To streamline the process, I’ve included Terraform files that enable the automation of several components within the GCP environment. By utilizing Terraform, you can efficiently create the following resources: GCS bucket, bucket object, Pub/Sub topic, subscription, BigQuery dataset, tables. Incorporating Terraform into your workflow is an excellent opportunity to explore Infrastructure as Code (IaaC) or reinforce your existing knowledge. The files are available in the Terraform folder on my GitHub account. Alternatively, you can manually set up these services if you prefer not to use Terraform automation.

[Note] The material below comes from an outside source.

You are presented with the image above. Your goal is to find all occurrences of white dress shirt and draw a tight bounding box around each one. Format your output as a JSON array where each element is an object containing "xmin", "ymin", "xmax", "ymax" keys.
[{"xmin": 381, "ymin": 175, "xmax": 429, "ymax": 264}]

When working within GCP, there’s no need to install Terraform. Simply execute the following basic commands: terraform init, terraform plan, terraform apply, and terraform destroy.

For more advanced parameters and customization options, refer to the Terraform Registry.

📡 Pub/Sub: Topic and Subscription

To gain a better understanding of Pub/Sub’s functionality, refer to the message lifecycle example, which illustrates how messages are transmitted through the system.

A Message flows from a Publisher Client to a Subscriber Client through Pub/Sub. Source: https://cloud.google.com/pubsub/docs/pubsub-basics

A publisher application sends a message to a Pub/Sub topic. The message is written to storage. Along with writing the message to storage, Pub/Sub delivers the message to all the attached subscriptions of the topic. In this example, it’s a single subscription. The subscription sends the message to an attached subscriber application. The subscriber sends an acknowledgment to Pub/Sub that they have processed the message.

We have several options for creating the Pub/Sub topic and subscription:

  • Utilize the GCP console to manually set up the Topic and Subscription.
Created Pub/Sub Topic
Created Pub/Sub Subscription
  • Leverage the provided code in my repository by running the command python topic-subscription.py.
from google.cloud import pubsub_v1

#Set your Google Cloud project ID
project_id = "your-project-id"

#Set the topic and subscription names
topic_name = "your-topic-name"
subscription_name = "your-subscription-name"

#Create a publisher client
publisher_client = pubsub_v1.PublisherClient()

#Create a topic
topic_path = publisher_client.topic_path(project_id, topic_name)
topic = publisher_client.create_topic(request={"name": topic_path})

print(f"Topic created: {topic.name}")

#Create a subscriber client
subscriber_client = pubsub_v1.SubscriberClient()

#Create a subscription
subscription_path = subscriber_client.subscription_path(project_id, subscription_name)
subscription = subscriber_client.create_subscription(request={"name": subscription_path, "topic": topic_path})

print(f"Subscription created: {subscription.name}")

-------------
#an example of the output
#Topic created: projects/streaming-project-415718/topics/topic-conversations
#Subscription created: projects/streaming-project-415718/subscriptions/submessages
  • Employ the Terraform code with the main.tf file to automate and control the creation of resources.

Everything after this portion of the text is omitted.